Not Ready To Meet Men (#9)

During a dinner conversation with Rachel and Michael, the topic came up around Chris. “How is he doing?” She politely asked like so many before her. Rachel and Michael were also friends with him when we were together. Even though we broke up for a few years by now, friends were still asking me about him. Chris and I did still hang out from time to time. Is that the source of confusion? Is a couple who broke up not meant to be friends and stay in touch? I guessed that I was not the only one who had trouble adjusting from a six-year habit. I believed that I could still be friends with my ex-boyfriend. I answered, “He is fine. Doing an MBA and trying to change his career.” And yes, I was still cat-sitting for him when he was out of town. “Oh, and I think he is seeing some girl he met at school. I hung out with them a few weeks ago.” 

 

After Chris, men were not on my mind at all. I didn’t think that my life missed a man. I went through the mechanics of talking about dating when Rachel asked me about it once in a long while. For sure, I was not thinking about getting another boyfriend.  

 

Rachel asked me if I was interested in checking out the FirstFriday, a social event at the Museum of Fine Arts on the first Friday of every month. She thought we could meet people there.
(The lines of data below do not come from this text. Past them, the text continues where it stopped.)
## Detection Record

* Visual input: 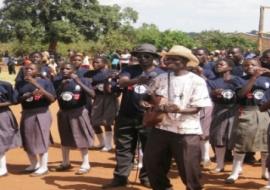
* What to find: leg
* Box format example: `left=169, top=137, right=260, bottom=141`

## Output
left=75, top=148, right=90, bottom=175
left=144, top=128, right=172, bottom=190
left=212, top=146, right=226, bottom=173
left=32, top=152, right=48, bottom=175
left=261, top=152, right=269, bottom=180
left=171, top=135, right=202, bottom=190
left=200, top=139, right=211, bottom=168
left=101, top=125, right=113, bottom=152
left=225, top=151, right=245, bottom=184
left=103, top=117, right=138, bottom=188
left=94, top=125, right=105, bottom=148
left=0, top=153, right=7, bottom=176
left=24, top=153, right=39, bottom=172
I was curious enough to say yes so we went together. 

We paid the admission fee to get in as if we were there to admire the artwork, except we were there to admire a different kind of artwork: men. The space we were directed to was a very nice room filled with European paintings. Three musicians at one corner of the room played jazz to create a very classic mood. 

Rachael and I started talking to each other about dating: what we thought was good and what was bad. We then continued to talk about our own tastes in men comparing notes and making jokes. The conversations were so good that we got some snacks and continued on. We were both anti-social and kept to ourselves. 

Finally, a man made an effort to interrupt us and tried to strike a conversation. We quickly lost interest. And then the cycle repeated: meet, chat, leave. We ended up standing on the side of a hidden corner watching people walking by. Occasionally, we pointed out someone good looking to each other.

The night went by fast actually. I had a great time talking to Rachel. That was really the key to this social experience. “Whatever I do, I enjoy doing it with friends.”  Besides that, I didn’t find this event suitable and interesting for me to go back again. 

 

When I went out with Rachael and Michael, they were looking to meet people. But I just enjoyed hanging out with them. I had no trouble being social, talkative, friendly, and out-going at work, with old friends and family, but as soon as I met a man who was single and attractive to me, I became a complete introvert. My change of personality puzzled both them and myself. I was a fish out of the water when it came to meeting and dating men! 

 

Dan was the first person I liked after Chris. We met at work. I had a crush on him. Whenever I saw Dan, I was timid and anxious. Even though we kept running into each other because we worked and worked out at the same places, we never had a proper conversation with each other. 

A group of us from work were at a happy hour at a bar in the North End. I sat in a corner and stayed quiet. I was enjoying listening to and watching everyone. After most people left, Dan asked me if I wanted to hang out. “Sure.” I followed him. We stood next to each other in an Irish bar. Dan was watching the game on TV above the bar. I didn’t know any sports teams at all. I also didn’t really hang out at bars. I was in a very unfamiliar situation. We didn’t say anything to each other for the next half an hour. Then Dan turned to me, pointed to the TV screen, and asked, “What’s the score on the screen?” Does he think I am drunk? I told him the number. I wondered if I should start following sports just so I could have a better conversation with him. Then he said, “I’m going to grab a bite.” He didn’t ask me to come along. Instead of being friendly and asking to join him, I said, “Okay. I will go home.” I didn’t know how to be social around a single man, and he wasn’t any help. Looking back, we were both pretty bad at liking each other.